Having too much data can be harmful as it hurts efficiency.
Additionally, as the dataset suggests, duration should
be discarded if the intention is to have a realistic predictive model,
so let’s remove that as well.
# Remove variable pdays (96% inapplicable) and duration
data_raw_clean2 <- data_raw_clean |>
dplyr::select(-c(pdays, duration))
Address Multicollinearity:
Since there can not be any highly correlated variables for Logistic
Regression, let’s remove the ones we found in EDA which have
correlations > 0.4. Let’s remove euribor3m,
emp_var_rate, and nr_employed. This will also
help reduce the amount of data in the model.
# Remove `euribor3m`, `emp_var_rate`, and `nr_employed` (absolute value correlations > 0.4)
data_raw_clean3 <- data_raw_clean2 |>
dplyr::select(-c(euribor3m, emp_var_rate, nr_employed))

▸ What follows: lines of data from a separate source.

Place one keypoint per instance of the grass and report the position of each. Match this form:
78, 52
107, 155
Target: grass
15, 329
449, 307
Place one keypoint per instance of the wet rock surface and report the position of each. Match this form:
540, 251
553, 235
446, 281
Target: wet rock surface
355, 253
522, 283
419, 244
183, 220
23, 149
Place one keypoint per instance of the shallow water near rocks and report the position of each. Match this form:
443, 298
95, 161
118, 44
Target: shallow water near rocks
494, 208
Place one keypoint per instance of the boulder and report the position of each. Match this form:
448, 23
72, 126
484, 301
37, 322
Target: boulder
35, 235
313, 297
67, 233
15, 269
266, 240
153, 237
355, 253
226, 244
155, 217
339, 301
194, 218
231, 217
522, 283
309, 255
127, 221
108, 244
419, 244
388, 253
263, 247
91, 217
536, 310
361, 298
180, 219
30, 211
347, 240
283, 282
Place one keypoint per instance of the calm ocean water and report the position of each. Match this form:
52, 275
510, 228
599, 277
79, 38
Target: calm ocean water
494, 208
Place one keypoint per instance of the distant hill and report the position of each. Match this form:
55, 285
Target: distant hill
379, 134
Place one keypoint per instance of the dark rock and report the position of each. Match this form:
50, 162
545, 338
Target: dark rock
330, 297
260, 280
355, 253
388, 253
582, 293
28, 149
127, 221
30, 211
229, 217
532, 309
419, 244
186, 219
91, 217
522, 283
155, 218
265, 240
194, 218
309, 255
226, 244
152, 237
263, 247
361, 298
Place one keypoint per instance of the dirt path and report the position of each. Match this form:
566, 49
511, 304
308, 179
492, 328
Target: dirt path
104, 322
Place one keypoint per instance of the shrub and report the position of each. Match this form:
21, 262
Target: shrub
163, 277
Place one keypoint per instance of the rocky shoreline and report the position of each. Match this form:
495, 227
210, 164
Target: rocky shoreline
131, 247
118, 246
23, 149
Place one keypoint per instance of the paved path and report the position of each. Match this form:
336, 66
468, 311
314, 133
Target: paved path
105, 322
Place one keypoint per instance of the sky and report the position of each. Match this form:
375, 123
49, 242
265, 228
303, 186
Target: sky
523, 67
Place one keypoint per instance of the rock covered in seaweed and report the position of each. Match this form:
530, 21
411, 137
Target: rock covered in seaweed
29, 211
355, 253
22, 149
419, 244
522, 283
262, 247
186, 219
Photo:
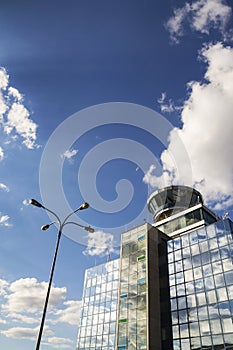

Although I combined variables in the dataset
data_raw_combined for EDA, I would probably start out my
model with just data_raw_clean3. After creating the model,
I would then test data_raw_combined (after applying the
same changes I made to data_raw_clean3 above) to see if it
would improve the model’s performance.
To ensure objective model evaluation and prevent overfitting, let’s split each dataset into training (80%) and testing (20%) sets.
# Split data into train and test
set.seed(123)
split <- initial_split(data_raw_clean3, prop = 0.8, strata = y)
train <- split |>
training()
test <- split |>
testing()
Standardization could be helpful in simple Logistic Regression, but it is not necessary. Since there is a difference in spreads among my predictors (as shown in the EDA), standardizing the data might be useful. This would be especially important if I ever decided to use regularization.
# Standardize the training and test sets (using training standardization)
set.seed(123)
preproc_params <- preProcess(train, method = c("center", "scale"))
# Apply standardization from the train set
train_standardized <- predict(preproc_params, train)
test_standardized <- predict(preproc_params, test)
As the EDA showed, this dataset is heavily imbalanced which can cause bias. To resolve this, let’s use SMOTE (Synthetic Minority Over-sampling Technique):
set.seed(123)
# Only apply SMOTE to training set
smoted_train_standardized <- smotenc(train_standardized, var = "y", over_ratio = 1)
# Distribution of target variable
smoted_train_standardized |>
dplyr::select(y) |>
ggplot() +
aes(x = y) +
geom_histogram(bins= 40,fill = "blue", color = "black", stat="count") +
labs(title = "Distribution of y", y = "Count") +
theme_minimal()
## Warning in geom_histogram(bins = 40, fill = "blue", color = "black", stat =
## "count"): Ignoring unknown parameters: `binwidth`, `bins`, and `pad`
We can now see that the distribution is even for our target variable,
y.
The final training set to be used in a Logistic Regression model is
smoted_train_standardized and the test set is
test_standardized.
This assignment went through how I would approach EDA and Data Preparation to train a Logistic Regression model for the Bank Narketing dataset. The EDA gave a glimpse as to which variables are important. When training the model, there’s a chance I would need to make multiple adjustments to the data, depending on how the Logistic Regression model performed. Some assumption checks I would have to perform after model creation would be:
So for example, if VIF showed variables with a value of > 5, I would mostly likely need to remove them and train the model again. Similarly, if some variables did not meet the log-odds test, I would might have to perform a transformation on the variable.
Logistic Regression is a great, easy to understand predictive model that can also show important variables, which is extremely helpful for a marketing team.